33 Now when there sojourns with you a sojourner in your land, 
you are not to maltreat him;

 

a stranger. The duty of loving the stranger is stressed 36 times in Scripture and is placed on the same level as the duty of kindness to, and protection of, the widow and the orphan.  ‘The alien was to be protected, although he was not a member of one’s family, clan, religious community, or people; simply because he was a human being.  In the alien, therefore, man discovered the idea of humanity’ (Hermann Cohen).

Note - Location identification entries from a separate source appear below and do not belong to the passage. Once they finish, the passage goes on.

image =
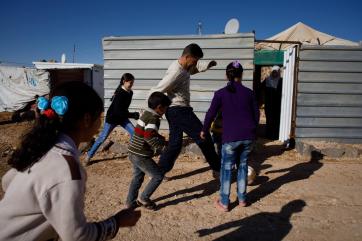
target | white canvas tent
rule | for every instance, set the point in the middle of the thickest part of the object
(19, 85)
(304, 34)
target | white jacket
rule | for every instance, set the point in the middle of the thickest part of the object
(176, 82)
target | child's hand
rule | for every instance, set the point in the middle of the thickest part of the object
(127, 217)
(212, 64)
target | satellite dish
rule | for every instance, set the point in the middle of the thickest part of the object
(63, 59)
(232, 26)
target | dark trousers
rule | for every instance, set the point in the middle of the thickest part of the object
(183, 119)
(142, 165)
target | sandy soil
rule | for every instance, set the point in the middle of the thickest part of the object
(292, 198)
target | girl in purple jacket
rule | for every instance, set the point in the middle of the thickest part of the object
(240, 114)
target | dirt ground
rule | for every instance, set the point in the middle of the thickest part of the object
(292, 198)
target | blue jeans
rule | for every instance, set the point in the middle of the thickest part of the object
(231, 152)
(107, 129)
(180, 120)
(142, 166)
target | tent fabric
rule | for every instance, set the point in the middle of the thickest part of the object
(18, 86)
(306, 35)
(269, 57)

not do him wrong. Not only oppression by unrighteous deeds, such as taking advantage of his ignorance to overreach him.  The Rabbis take the word in sense of ‘offend’ and they emphasize the peculiar heinousness of wounding the alien’s feelings by insulting speech.  Few modern peoples, alas, can truthfully be said to have learned this ethical precept.

 

34 like the native-born among you shall he be to you, the sojourner that sojourns with you; be-loving to him (as one) like yourself,
 for sojourners were you in the land of Egypt.
 I am YHVH your God!

as home born.  There was to be one law only, the same for home-born and alien alike (XXIV,22; Num. XV,16).  The stranger is to share in the corners of the field, the forgotten sheaf, and every form of poor relief.  The tremendous seriousness with which justice to the stranger is inculcated is seen from the fact that, among the covenant admonitions at Mount Ebal, we read ‘Cursed be he that perverteth the justice due to the stranger’ (Deut. XXVI, 19). Israel was not permitted to hate even the Egyptian, the people that enslaved him.  It was to transform those memories of bitter oppression into feelings of compassion to all the friendless and downtrodden.  In other ancient codes, the stranger was rightless.  Thus, the Romans had originally one word, ‘hostis’ for both stranger and enemy.

 

35 You are not to commit corruption in justice, 
in measure, weight, or capacity;

in judgmentNot an unnecessary repetition of the same phrase in v. 15.  God abhors unrighteousness, i.e. dishonesty, in business.  For all that do such things are an abomination unto the LORD’ (Deut. XXV,16).

 

36 scales of equity, weighing-stones of equity, an efa of equity and a hin of equity you shall have. I am YHVH your God, who brought you out of the land of Egypt!

brought you outGod had delivered the Israelites from a land where they had suffered from injustice; let them not practise injustice in their dealings with one another.

 

37 You are to keep all my laws and all my regulations, and observe them, 
I am YHVH!
I am the LORDThus this remarkable series of precepts ends on the exalted note with which it opened; v. 2.